Many pet parents are adopting one of pet food's hottest trends: raw, fresh and high meat diets. However, high meat diets typically have a high environmental impact. While many pet parents are resistant to turning their dogs vegan - although research shows they could - Planet A Pet Food helps people move to a flexitarian diet for their dogs.
 
Planet A launches Australia's freshest, entovegan dog food, combining upcycled veg and insect protein, with a food-grade plant-based meat analog, that's being used in restaurants and food service around the country

"People have the idea that their dogs should eat meat, and a lot of it," says Planet A founder Amanda Falconer. "And they often say they're uncomfortable forcing their 'environmental' choices onto their dogs.
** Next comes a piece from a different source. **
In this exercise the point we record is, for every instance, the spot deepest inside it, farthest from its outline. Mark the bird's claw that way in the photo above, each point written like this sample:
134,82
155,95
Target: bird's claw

When we created Planet A, we wanted to meet people where they were in their dog nutrition beliefs but also give them options to mix it up…just as they do for themselves. And that's because, even though I'm vegan myself, I know the majority of people are going to be meat reducers, not vegans."

Even though dogs don't have a requirement for the ingredient - meat - but the nutrients it provides, giving dogs the pleasure of the taste and texture of meat was also important. Working with small animal nutritionist Dr Anna Sutton, Planet A Pet Food created nutritionally complete meat-free food that dogs love, featuring human food-grade plant protein, that looks and tastes like meat, but isn't.  

The Planet A No-Meat Dinners also combine insect protein, food by-product ingredients together with sustainably harvested algae. Consumers just add water to rehydrate the food, so that it's fresh, when they need it.

Food by-product ingredients include:

Black solider fly larvae protein, produced using traceable pre-consumer food by-products, like bread from Bakers Delight, excess stock from Simplot and unconsumed food from McDonalds. The production of 1 tonne of insect protein powder creates 2.5 tonnes of insect fertiliser and utilises 14 tonnes of food by-products, preventing an estimated 28 tonnes of greenhouse emissions, resulting in a net offset of over 25 tonnes of carbon emissions per tonne of protein powder. 

Vegetable powders from Australia's largest tomato processor, Kagome. They've developed LycoFibre®, an antioxidant-rich ingredient produced from tomato skins, and NinjinFibre® carrot fibre. About 25% of carrots used for juice is waste, and so Kagome's drying process converts 7000 tonnes of carrot pulp per year into 700 tonnes of value-added powder.

Vegetable powders lightly dried from out of spec (size-wise) veg and the leaves of cabbages, broccoli and cauliflower. These are also used in human food snacks.

 Up to a third of greenhouse gas emissions globally come from the food system and pet food accounts for about 25% of that and growing. About a quarter of all food grown never leaves the farm and Australia discards about 7 million tonnes of food every year. 42% of Australians have either reduced meat consumption or stopped eating it altogether. They have about 2.7million dogs between them.